There is even a "Canine Code of Conduct" for dogs, which are allowed, and doggy bag dispensers will be handy. If you wonder which stores will allow your purse pooch, look for the dog stickers on those shop windows.
Those are the "Rules of Conduct," found on the blue directory signs, governing the two city blocks stretching south from Temple Square. That prompts a question: Since the 23 acres are private property, will the First Amendment be faux, like the creek? Will Utah's new downtown feel like downtown — complete with warts and wonders and people-watching? Or will the heart of Salt Lake City be sanitized?

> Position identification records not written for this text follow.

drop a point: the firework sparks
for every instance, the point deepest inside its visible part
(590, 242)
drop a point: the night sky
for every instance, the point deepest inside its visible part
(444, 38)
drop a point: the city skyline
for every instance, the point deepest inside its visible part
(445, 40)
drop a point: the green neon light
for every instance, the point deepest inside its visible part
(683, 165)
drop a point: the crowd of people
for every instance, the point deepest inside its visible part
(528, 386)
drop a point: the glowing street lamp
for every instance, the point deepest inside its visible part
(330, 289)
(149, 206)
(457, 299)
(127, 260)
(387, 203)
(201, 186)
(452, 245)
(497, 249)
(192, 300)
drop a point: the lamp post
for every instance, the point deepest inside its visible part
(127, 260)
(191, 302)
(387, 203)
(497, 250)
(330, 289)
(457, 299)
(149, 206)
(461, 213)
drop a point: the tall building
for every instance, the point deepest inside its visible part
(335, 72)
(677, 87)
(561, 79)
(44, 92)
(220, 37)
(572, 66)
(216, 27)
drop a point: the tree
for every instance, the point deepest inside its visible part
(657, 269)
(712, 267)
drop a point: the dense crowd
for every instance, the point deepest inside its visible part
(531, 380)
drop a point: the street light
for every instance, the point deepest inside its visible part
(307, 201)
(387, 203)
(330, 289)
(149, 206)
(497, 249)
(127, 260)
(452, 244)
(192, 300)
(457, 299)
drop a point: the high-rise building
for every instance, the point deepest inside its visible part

The rules do not come from the LDS Church, whose leaders demurred from any comment on the subject. They were devised instead by mall owner and operator Taubman Centers Inc., which holds a long-term lease and insists the restrictions are identical to Taubman's 25 upscale shopping centers across the nation.
"There are some myths and concerns that are not valid," explains Linda Wardell, City Creek's general manager. "City Creek Center will be operated exactly like every other Taubman center in our portfolio. The reason that the church brought Taubman into this is because of the way we operate our retail environments."

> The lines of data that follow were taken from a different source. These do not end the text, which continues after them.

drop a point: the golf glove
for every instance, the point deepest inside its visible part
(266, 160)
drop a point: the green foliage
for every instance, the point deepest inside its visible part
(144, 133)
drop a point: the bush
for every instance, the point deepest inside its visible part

Wardell says City Creek's Illinois-based IPC International security team will be carefully trained and that "90 percent" of incidents typically are handled by a friendly conversation — not by forced expulsion or arrest. The rules are set to foster high-end shopping, Wardell says, and "preserving that type of experience" is the priority.
The sensitivity lies in the location. The 700,000-square-foot center occupies a prominent patch of downtown. And the rules apply not just inside but outside — from the showcase courtyards draped with waterfalls and the creek to the re-created (and now private) Regent and Richards streets. The latter connect South Temple and 100 South on both blocks — but unlike the stores, which shutter at 9 p.m., the "streets" will remain open for 24 hours. In fact, City Creek wants foot traffic after Jazz games or Gallivan concerts. But the rules still rule.
"You take a big chunk of downtown and make it a no-speech or limited-speech zone and it does have a big effect on livability and the quality of life you're trying to create," says Stephen Clark, an attorney who served as legal director for ACLU of Utah during the Main Street Plaza controversy.
Clark anticipates similar problems that dog the LDS Church's plaza. City Creek patrons may think they're on public space only to be confronted by private-property signs and uniformed guards who tell them to put away camera phones or turn their insulting T-shirts inside out. He worries about "imprecise judgment calls" and says City Creek seems to present the perfect case for the Utah Supreme Court to examine what is appropriate where private property and public function converge.
" 'First-class, family-oriented shopping center' seems vague," Clark adds. "It begs the question that's being debated across our society on a daily basis: What kind of families are we talking about?"